Dünya diktatörlük geçmişinden izler taşıyan Son Ada'nın aynı zamanda insanlık geleceğine ayna tuttuğu tartışmasız. Yaşar Kemal'den "Zülfü büyük kapıdan bu romanıyla girmiştir." övgüsünü alan bu roman bir ütopyanın bir distopyaya ne kadar kolay evrilebileceğini gösteren önemli bir eser. Her eyleminin devletin bekası için elzem olduğunu savunan, iradesinin halkın iradesinin yansıması olduğunu iddia eden insanların bazen bir ülkeyi bazen de bir adayı adım adım yıkıma götürmesinin kısa ve öz bir anlatımı olan bu romanda zaman zaman anarşist olmanın insanlık için en doğru yol olduğunu düşünebileceksiniz. Korkmayın haklısınız!

Eserleri 30'dan fazla dile çevrilen, evrensel bir yazar olduğuna şüphe bulunmayan ülkemizin güzide yazarlarından Zülfü Livaneli'nin bu kitabındaki bazı tanıdık durumları paylaşmak isterim ki 16.04.2017 referandumu sonrasını öngörebilmek mümkün olsun. Bu kapsamda Son Ada kitabından kendi adıma çıkardığım mesajları şu şekilde sıralamak mümkün:

1- 6 milyar insan içerisinde sadece bazı kişilerin gerçekten sahip olabildiği yaşam alanını korumak için çabalamayan kişi bataklığa saplanmaya mahkumdur.

Son Ada kendi deyimiyle kartpostal gibi bir tablo çiziyor. Masmavi deniz, yemyeşil ağaçlar, zaman zaman göç etseler de doğal yaşam alanlarında insanlarla yaşamaya alışan martılar .... şeklinde devam eden muhteşem "uyum" içerisinde bu uyumu bozabilecek tek etken: İnsan. Maalesef  adım atmayı öğrendiği günden beri dünyaya zarar vermekte olan insan dün de bugün de aynı, yarın da değişebilmesi çok zor. Yine de bu değişimi sağlamak için çabalayanların sayısı bir hayli fazla. Çünkü bazıları farkında ki asıl savaş ne doğayla ne de bazı silahlarla kontrol altına alabildiği diğer canlılarla, asıl savaş kötü ve iyi arasındaki savaş. Bu savaş, bu dünyada misafir olduğumuzu unutan, sırf iletişim kurabildiği için, sırf zalimliğini dışa vurabileceği silahlara sahip olduğu için kendini üstün sanan bazılarının her adımda zarar vermesine engel olma savaşı. İnsanın savaşı egoyla, bencillikle, açgözlülükle, narsizmle, cehaletle.

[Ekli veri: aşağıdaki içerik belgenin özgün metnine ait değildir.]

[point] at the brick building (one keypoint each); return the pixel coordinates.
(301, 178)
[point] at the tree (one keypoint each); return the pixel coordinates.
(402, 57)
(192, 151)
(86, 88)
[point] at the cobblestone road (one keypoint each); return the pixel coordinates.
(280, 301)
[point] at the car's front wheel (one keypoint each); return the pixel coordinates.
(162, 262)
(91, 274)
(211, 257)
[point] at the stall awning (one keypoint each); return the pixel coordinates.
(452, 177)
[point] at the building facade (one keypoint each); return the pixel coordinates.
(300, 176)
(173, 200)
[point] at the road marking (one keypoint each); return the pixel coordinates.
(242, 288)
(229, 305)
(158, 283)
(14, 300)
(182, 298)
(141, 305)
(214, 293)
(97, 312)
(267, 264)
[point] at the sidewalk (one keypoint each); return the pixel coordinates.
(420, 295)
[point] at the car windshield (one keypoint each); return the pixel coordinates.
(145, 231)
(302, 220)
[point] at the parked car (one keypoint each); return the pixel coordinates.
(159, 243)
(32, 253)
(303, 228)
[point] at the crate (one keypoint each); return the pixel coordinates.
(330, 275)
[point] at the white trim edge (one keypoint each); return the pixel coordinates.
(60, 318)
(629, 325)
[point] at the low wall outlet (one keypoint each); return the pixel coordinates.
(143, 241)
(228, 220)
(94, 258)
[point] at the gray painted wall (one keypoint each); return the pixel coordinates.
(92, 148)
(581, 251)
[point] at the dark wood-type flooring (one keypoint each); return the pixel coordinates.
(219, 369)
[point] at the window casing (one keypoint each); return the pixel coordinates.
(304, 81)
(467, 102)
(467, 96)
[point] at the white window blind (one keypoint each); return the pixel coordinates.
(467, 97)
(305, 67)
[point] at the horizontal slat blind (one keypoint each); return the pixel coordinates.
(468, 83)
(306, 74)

Geçen her bir günde bu savaşı kaybediyormuşuz dünden bir adım daha geriye gidiyormuşuz gibi hissedebilirsiniz. Ne var ki hala devam ediyorsanız demek tüm umutlar tükenmemiş, demek nefes almayı bırakmamak için bir nedeniniz var. Ama sadece nefes almaya devam etmek tek başına yeterli değildir. Bu savaşta zor kararlar almak, istemeseniz de bazı taşları oynatmak bazı putları yıkmak zorundasınızdır. Aksi halde yalan silahı karşısında yok olacaksınızdır. Oyunu temiz oynamayacağını daha en başından söyleyen bir kişiyi engellemenin yolu yalanlarını yaymasına engel olmakla başlayacaktır. Savaşta düşmanı küçümsemek, onun gücünü hafife almak her daim yenilgi getirmiştir. Göktürklerin Sasani bozgunu da İskoçya'nın İngiltere karşısında bağımsızlığını kazanması da düşmanın gücünü hafife almanın kaybetmeye mahkum olacağını gösteren önemli birer derstir. Tarihten ders çıkarmalı, iyinin egemenliği için savaşan her bir kişinin tecrübesinden faydalanmalı ve artık adım atmalı.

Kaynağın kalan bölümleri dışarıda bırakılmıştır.